Die Nachrichtenlage zum Klimawandel ist bedrückend. Können Sie dem etwas Positives entgegensetzen?

Um mit dem französischen Umweltschützer und Journalisten Yann Arthus-Bertrand zu sprechen: ‚Es ist zu spät, um pessimistisch zu sein‘. Zudem gibt die Anpassungsfähigkeit von Organismen durchaus Anlass zur Hoffnung. Es gibt viele Beispiele von schneller Anpassung durch Verhaltensflexibilität bei Tieren: Störche, die in Deutschland fast ausgestorben waren und durch eine Verhaltensumstellung auf andere Futterquellen ein tolles Comeback hingelegt haben; Eisbären, die gelernt haben, im Sommer Fische zu jagen, anstatt bei fehlender Eisdecke zu hungern; Hamster, die mitten in der Großstadt Wien leben.
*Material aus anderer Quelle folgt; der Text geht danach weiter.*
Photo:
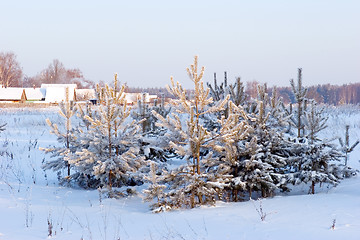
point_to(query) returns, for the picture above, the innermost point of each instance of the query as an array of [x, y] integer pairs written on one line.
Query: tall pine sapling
[[189, 185], [300, 97], [345, 146], [67, 138], [111, 146]]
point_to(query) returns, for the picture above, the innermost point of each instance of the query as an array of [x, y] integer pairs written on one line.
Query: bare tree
[[57, 73], [10, 70]]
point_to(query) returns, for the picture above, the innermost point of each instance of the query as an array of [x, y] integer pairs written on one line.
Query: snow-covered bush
[[110, 147], [191, 184], [65, 136]]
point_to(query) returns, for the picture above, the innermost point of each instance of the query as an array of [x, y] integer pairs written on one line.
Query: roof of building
[[35, 93], [85, 94], [71, 86], [11, 93], [58, 94]]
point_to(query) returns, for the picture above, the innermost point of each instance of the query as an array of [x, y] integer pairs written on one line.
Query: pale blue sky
[[146, 42]]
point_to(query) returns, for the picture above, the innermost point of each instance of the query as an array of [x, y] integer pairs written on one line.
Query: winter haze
[[146, 42]]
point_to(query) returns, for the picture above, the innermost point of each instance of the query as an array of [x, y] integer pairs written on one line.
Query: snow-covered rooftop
[[35, 93], [11, 94]]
Wir müssen besser verstehen, welche Individuen am besten in der Lage sind, sich anzupassen – aber natürlich auch, wo die Grenzen der Anpassungsfähigkeit liegen. Die große Sorge ist, dass die Geschwindigkeit des Klimawandels aber auch andere anthropogen verursachten Veränderungen das Anpassungspotenzial der Organismen überfordern.

Prof. Dr. Oliver Krüger hält einen jungen Mäusebusssard.
Prof. Dr. Oliver Krüger ist begeisterter Freilandforscher.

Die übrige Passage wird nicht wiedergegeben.